It’s a job title you might expect to find at a media powerhouse or Silicon Valley startup: head of digital engagement. The annual pay could be as much as 50,000 pounds (roughly $67,000). Oh, and there’s free lunch.
Just be careful not to confuse #ootd, the hashtag for “outfit of the day,” with OBE, the Order of the British Empire.
It’s a possibility when the boss is Queen Elizabeth II, who, at 93, is seeking a social media guru to develop content and help her stay connected with her millions of followers, according to a job posting on LinkedIn.
The help-wanted notice, which was posted Thursday, redirects prospective applicants to the royal family’s own website. The pay ranges from 45,000 to 50,000 pounds a year based on experience, with a 37.5-hour, Monday-through-Friday workweek, it said.
“It’s knowing your content will be viewed by millions,” the job posting said. “It’s about never standing still and finding new ways to maintain the queen’s presence in the public eye and on the world stage.
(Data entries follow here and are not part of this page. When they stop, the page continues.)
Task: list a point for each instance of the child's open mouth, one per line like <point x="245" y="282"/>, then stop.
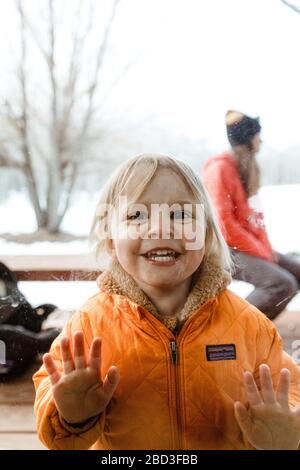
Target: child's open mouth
<point x="162" y="256"/>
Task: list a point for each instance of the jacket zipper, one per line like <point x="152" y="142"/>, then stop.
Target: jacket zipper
<point x="174" y="353"/>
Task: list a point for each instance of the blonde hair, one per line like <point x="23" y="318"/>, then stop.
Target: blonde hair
<point x="120" y="184"/>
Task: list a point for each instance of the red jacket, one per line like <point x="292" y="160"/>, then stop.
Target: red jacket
<point x="242" y="227"/>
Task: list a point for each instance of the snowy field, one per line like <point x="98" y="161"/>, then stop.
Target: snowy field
<point x="279" y="203"/>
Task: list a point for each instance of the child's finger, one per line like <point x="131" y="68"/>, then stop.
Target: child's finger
<point x="242" y="417"/>
<point x="51" y="369"/>
<point x="111" y="381"/>
<point x="79" y="358"/>
<point x="283" y="387"/>
<point x="95" y="357"/>
<point x="252" y="391"/>
<point x="266" y="384"/>
<point x="67" y="360"/>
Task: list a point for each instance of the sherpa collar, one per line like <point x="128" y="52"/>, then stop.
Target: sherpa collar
<point x="207" y="282"/>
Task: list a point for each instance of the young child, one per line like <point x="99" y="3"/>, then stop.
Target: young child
<point x="164" y="356"/>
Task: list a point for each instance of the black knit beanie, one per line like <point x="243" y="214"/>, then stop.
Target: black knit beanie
<point x="241" y="128"/>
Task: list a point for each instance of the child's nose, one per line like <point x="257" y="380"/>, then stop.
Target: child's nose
<point x="160" y="228"/>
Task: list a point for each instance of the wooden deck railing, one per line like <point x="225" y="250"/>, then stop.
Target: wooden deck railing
<point x="52" y="267"/>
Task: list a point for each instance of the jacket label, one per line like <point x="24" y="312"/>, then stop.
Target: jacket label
<point x="221" y="352"/>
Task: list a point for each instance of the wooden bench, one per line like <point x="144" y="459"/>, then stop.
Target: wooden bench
<point x="53" y="267"/>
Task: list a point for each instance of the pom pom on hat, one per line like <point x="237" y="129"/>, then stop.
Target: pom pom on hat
<point x="241" y="128"/>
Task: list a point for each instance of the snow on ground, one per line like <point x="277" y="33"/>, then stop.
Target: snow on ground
<point x="279" y="203"/>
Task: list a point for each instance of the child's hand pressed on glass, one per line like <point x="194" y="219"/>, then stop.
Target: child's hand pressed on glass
<point x="269" y="422"/>
<point x="79" y="391"/>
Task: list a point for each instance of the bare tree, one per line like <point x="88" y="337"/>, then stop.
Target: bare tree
<point x="54" y="135"/>
<point x="291" y="5"/>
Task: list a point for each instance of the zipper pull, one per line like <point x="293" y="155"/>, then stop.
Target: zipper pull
<point x="174" y="351"/>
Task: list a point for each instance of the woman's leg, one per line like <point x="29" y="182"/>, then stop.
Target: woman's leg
<point x="290" y="264"/>
<point x="274" y="285"/>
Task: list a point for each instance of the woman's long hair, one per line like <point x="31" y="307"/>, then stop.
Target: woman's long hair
<point x="248" y="168"/>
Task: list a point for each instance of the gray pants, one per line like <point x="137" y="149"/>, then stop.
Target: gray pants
<point x="275" y="284"/>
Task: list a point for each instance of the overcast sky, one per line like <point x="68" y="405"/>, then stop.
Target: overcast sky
<point x="198" y="58"/>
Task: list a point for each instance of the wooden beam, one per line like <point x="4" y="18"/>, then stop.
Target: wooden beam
<point x="53" y="267"/>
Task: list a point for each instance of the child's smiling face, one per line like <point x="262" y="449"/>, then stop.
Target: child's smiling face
<point x="156" y="252"/>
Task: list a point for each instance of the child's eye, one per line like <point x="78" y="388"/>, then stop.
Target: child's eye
<point x="180" y="215"/>
<point x="137" y="215"/>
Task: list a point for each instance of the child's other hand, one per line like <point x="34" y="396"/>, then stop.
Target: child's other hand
<point x="79" y="391"/>
<point x="269" y="423"/>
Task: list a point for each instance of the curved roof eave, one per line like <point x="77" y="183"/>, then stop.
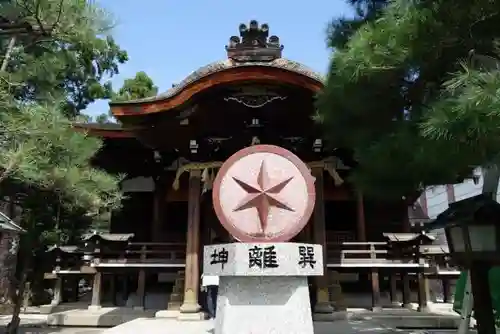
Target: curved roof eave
<point x="213" y="68"/>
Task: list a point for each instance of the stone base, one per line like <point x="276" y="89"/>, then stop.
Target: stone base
<point x="95" y="308"/>
<point x="334" y="316"/>
<point x="407" y="306"/>
<point x="198" y="316"/>
<point x="264" y="305"/>
<point x="169" y="314"/>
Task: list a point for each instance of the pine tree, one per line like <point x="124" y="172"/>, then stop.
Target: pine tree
<point x="408" y="95"/>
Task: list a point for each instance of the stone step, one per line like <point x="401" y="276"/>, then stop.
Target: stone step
<point x="178" y="289"/>
<point x="176" y="297"/>
<point x="174" y="305"/>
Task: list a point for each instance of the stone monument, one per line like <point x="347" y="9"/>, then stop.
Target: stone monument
<point x="263" y="195"/>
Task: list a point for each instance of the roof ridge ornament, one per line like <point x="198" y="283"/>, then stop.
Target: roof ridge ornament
<point x="253" y="45"/>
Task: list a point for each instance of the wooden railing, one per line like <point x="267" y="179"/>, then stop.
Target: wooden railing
<point x="339" y="255"/>
<point x="143" y="254"/>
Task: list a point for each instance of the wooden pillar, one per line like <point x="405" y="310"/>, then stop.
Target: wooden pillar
<point x="191" y="284"/>
<point x="56" y="298"/>
<point x="361" y="233"/>
<point x="393" y="289"/>
<point x="361" y="222"/>
<point x="423" y="292"/>
<point x="374" y="278"/>
<point x="141" y="282"/>
<point x="405" y="278"/>
<point x="96" y="291"/>
<point x="159" y="204"/>
<point x="447" y="294"/>
<point x="322" y="305"/>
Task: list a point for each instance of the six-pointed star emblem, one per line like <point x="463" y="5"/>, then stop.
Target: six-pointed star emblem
<point x="262" y="196"/>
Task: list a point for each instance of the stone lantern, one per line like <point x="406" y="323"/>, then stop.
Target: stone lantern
<point x="472" y="228"/>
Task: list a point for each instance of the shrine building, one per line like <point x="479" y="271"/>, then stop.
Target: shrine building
<point x="170" y="147"/>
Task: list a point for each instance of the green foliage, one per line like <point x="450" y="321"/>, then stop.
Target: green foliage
<point x="392" y="97"/>
<point x="141" y="86"/>
<point x="67" y="55"/>
<point x="53" y="72"/>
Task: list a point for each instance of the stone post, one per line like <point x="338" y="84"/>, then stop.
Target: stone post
<point x="96" y="292"/>
<point x="56" y="298"/>
<point x="323" y="308"/>
<point x="190" y="309"/>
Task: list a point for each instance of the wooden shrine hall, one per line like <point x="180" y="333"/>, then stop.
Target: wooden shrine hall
<point x="170" y="147"/>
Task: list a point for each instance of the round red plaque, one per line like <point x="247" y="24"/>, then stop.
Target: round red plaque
<point x="264" y="193"/>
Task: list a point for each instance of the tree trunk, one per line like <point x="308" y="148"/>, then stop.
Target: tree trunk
<point x="8" y="54"/>
<point x="13" y="326"/>
<point x="8" y="261"/>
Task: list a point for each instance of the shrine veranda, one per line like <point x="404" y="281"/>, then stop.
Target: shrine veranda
<point x="171" y="147"/>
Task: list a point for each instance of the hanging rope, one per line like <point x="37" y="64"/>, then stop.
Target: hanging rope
<point x="209" y="171"/>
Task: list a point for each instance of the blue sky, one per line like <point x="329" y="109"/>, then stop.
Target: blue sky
<point x="169" y="39"/>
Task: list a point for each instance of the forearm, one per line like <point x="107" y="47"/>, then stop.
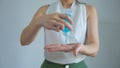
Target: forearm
<point x="29" y="33"/>
<point x="89" y="49"/>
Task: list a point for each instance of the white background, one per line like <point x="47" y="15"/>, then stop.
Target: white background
<point x="16" y="14"/>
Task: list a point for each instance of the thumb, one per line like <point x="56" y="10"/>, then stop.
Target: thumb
<point x="76" y="50"/>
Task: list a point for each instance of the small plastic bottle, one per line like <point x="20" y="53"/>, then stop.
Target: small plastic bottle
<point x="66" y="30"/>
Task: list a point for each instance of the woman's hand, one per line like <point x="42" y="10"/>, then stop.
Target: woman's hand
<point x="54" y="21"/>
<point x="75" y="48"/>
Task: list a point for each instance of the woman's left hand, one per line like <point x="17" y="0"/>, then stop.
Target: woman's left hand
<point x="75" y="48"/>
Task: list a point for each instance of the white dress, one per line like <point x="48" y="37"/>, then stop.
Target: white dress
<point x="78" y="35"/>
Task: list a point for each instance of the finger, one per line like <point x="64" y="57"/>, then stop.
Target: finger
<point x="59" y="25"/>
<point x="66" y="16"/>
<point x="76" y="50"/>
<point x="66" y="24"/>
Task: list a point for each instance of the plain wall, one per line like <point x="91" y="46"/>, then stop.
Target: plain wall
<point x="15" y="15"/>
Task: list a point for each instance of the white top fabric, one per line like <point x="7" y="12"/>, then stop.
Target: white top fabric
<point x="78" y="12"/>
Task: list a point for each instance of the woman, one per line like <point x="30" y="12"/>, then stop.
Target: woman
<point x="65" y="49"/>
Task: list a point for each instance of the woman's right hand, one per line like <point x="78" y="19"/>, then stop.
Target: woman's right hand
<point x="54" y="21"/>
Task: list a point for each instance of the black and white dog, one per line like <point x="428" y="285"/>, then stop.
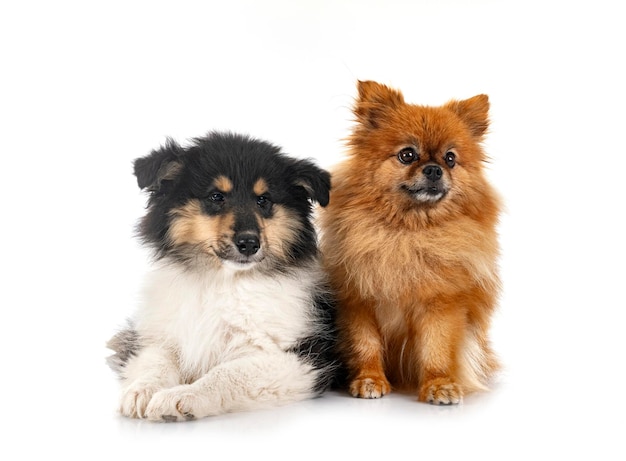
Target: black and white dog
<point x="236" y="314"/>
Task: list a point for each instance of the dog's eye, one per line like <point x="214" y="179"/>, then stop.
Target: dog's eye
<point x="450" y="159"/>
<point x="216" y="197"/>
<point x="263" y="201"/>
<point x="407" y="155"/>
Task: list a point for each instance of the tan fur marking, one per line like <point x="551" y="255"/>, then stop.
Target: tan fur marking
<point x="277" y="231"/>
<point x="260" y="187"/>
<point x="223" y="184"/>
<point x="417" y="282"/>
<point x="191" y="226"/>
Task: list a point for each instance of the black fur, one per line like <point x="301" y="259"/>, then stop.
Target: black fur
<point x="173" y="175"/>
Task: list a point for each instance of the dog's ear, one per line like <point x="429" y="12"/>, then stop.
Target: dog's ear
<point x="374" y="100"/>
<point x="314" y="180"/>
<point x="474" y="112"/>
<point x="160" y="165"/>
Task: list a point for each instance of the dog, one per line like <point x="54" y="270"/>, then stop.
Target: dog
<point x="411" y="248"/>
<point x="237" y="314"/>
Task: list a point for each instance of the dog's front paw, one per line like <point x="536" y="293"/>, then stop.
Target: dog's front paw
<point x="180" y="403"/>
<point x="135" y="399"/>
<point x="441" y="391"/>
<point x="370" y="387"/>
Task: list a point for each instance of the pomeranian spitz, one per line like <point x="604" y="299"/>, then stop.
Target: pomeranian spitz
<point x="236" y="314"/>
<point x="410" y="243"/>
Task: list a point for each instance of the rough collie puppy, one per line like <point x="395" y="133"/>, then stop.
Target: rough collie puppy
<point x="236" y="314"/>
<point x="410" y="244"/>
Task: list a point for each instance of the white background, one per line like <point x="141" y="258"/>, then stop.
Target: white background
<point x="86" y="87"/>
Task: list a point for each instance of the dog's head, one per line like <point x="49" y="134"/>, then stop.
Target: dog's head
<point x="420" y="155"/>
<point x="230" y="200"/>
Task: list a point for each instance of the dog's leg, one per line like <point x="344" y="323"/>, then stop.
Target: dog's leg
<point x="151" y="370"/>
<point x="363" y="350"/>
<point x="253" y="382"/>
<point x="440" y="335"/>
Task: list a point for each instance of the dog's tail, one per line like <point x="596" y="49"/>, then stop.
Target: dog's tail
<point x="125" y="345"/>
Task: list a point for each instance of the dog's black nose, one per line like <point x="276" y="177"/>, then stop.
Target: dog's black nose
<point x="433" y="172"/>
<point x="247" y="244"/>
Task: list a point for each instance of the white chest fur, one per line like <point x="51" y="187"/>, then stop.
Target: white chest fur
<point x="206" y="318"/>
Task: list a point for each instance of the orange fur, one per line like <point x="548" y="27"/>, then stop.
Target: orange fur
<point x="417" y="280"/>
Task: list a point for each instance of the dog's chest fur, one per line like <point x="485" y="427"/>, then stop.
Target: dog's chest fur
<point x="209" y="317"/>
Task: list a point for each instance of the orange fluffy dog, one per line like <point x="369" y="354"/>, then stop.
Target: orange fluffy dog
<point x="410" y="242"/>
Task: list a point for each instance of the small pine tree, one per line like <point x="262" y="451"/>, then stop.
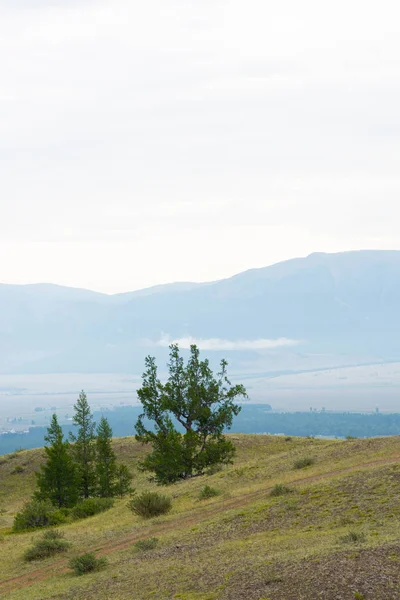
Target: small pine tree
<point x="106" y="468"/>
<point x="84" y="449"/>
<point x="57" y="478"/>
<point x="123" y="481"/>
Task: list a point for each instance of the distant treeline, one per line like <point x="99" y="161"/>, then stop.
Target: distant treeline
<point x="252" y="419"/>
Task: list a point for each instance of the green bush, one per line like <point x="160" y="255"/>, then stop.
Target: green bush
<point x="52" y="542"/>
<point x="213" y="469"/>
<point x="302" y="463"/>
<point x="36" y="513"/>
<point x="353" y="537"/>
<point x="145" y="545"/>
<point x="150" y="504"/>
<point x="87" y="563"/>
<point x="208" y="492"/>
<point x="91" y="506"/>
<point x="17" y="470"/>
<point x="280" y="490"/>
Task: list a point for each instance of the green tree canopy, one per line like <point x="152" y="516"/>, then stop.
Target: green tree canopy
<point x="203" y="404"/>
<point x="84" y="449"/>
<point x="106" y="467"/>
<point x="57" y="478"/>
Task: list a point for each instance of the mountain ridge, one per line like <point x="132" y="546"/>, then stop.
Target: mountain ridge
<point x="343" y="304"/>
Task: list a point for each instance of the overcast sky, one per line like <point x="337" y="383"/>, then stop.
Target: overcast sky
<point x="170" y="140"/>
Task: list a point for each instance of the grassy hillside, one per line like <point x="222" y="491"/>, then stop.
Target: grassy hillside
<point x="242" y="544"/>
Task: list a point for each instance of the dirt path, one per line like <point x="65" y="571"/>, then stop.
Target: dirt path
<point x="156" y="530"/>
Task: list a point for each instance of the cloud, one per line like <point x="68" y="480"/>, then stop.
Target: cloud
<point x="219" y="344"/>
<point x="130" y="128"/>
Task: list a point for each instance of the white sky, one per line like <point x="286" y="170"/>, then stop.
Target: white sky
<point x="167" y="140"/>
This is what makes working for the royal household exceptional.”
The position was listed at a tumultuous time for the monarchy, which has been grappling with negative publicity over Prince Andrew’s ties to the financier Jeffrey Epstein, who had been accused of sex trafficking before his suicide in August. Many are also on the lookout for a potential succession in the monarchy, in which the queen would hand the reins to Prince Charles, who is believed to be taking a more active role in shaping the royal agenda.
It was not immediately clear whether Buckingham Palace was seeking to fill an existing vacancy or it had created a new position. In May, the palace posted an opening for a digital communications officer with a salary of roughly 30,000 pounds. Buckingham Palace did not immediately respond to a request for comment on Thursday.
The application deadline for the current opening is Dec. 24, according to the LinkedIn job description, which said the ideal candidate should have experience “managing and editing high-profile websites, social media and other digital formats.” As of Thursday evening, 45 people had applied for the position through LinkedIn, according to the website.
Arianne Chernock, an associate professor of modern British history at Boston University, said in an interview on Thursday that the job was a recognition of the role that social media plays in helping the royal family as it tries to control its image.
“I think the royal family has been trying to figure out how to be more proactive in their relationship with the media,” she said, noting that the family has its own YouTube channel. “It’s that illusion of access or intimacy that they really are projecting.”
But don’t expect a free-flowing stream of consciousness of the sort found on President Donald Trump’s Twitter feed, she said.
“I think it won’t be spontaneous,” Chernock said. “Certainly, it can be more immediate. But there’s a difference there. We’re not going to see off-the-cuff remarks.”
Prince Harry and Meghan Markle, the Duke and Duchess of Sussex, regularly share photos on their joint Instagram account, which has nearly 10 million followers. In July, they posted images of the private christening ceremony for their son, Archie.
In contrast, the royal family’s public relations strategy took a hit last month when Andrew gave a wide-ranging interview to the BBC about his ties to Epstein, whom he stayed with in New York in 2010 after the financier had served time for soliciting a minor for prostitution. The Duke of York announced that he would step back from his public duties after the interview.
Chernock said the royal family grew accustomed to news media crises and fixing its image in the 1990s, when Charles and Princess Diana divorced.
“This is part of a strategy that began long before the Epstein scandal,” she said. “It may have a new urgency.”
As for the salary, at least one public relations veteran said the rate struck her as low for a digital director.
“It seems like it has a significant amount of responsibility for a salary that seems more junior,” said Jen Danzi, who runs a public relations, social media and event-planning company in Greenwich, Connecticut.
Danzi said Buckingham Palace could view the association with the queen and the experience as part of the compensation.
She also wondered how much independence the successful candidate would have to post on social media, especially if the person has to abide by something like a nondisclosure agreement.
“Where are you on that chain of command?” Danzi said. “Do you have freedom to do what you want? Social media and nondisclosure really don’t go together.”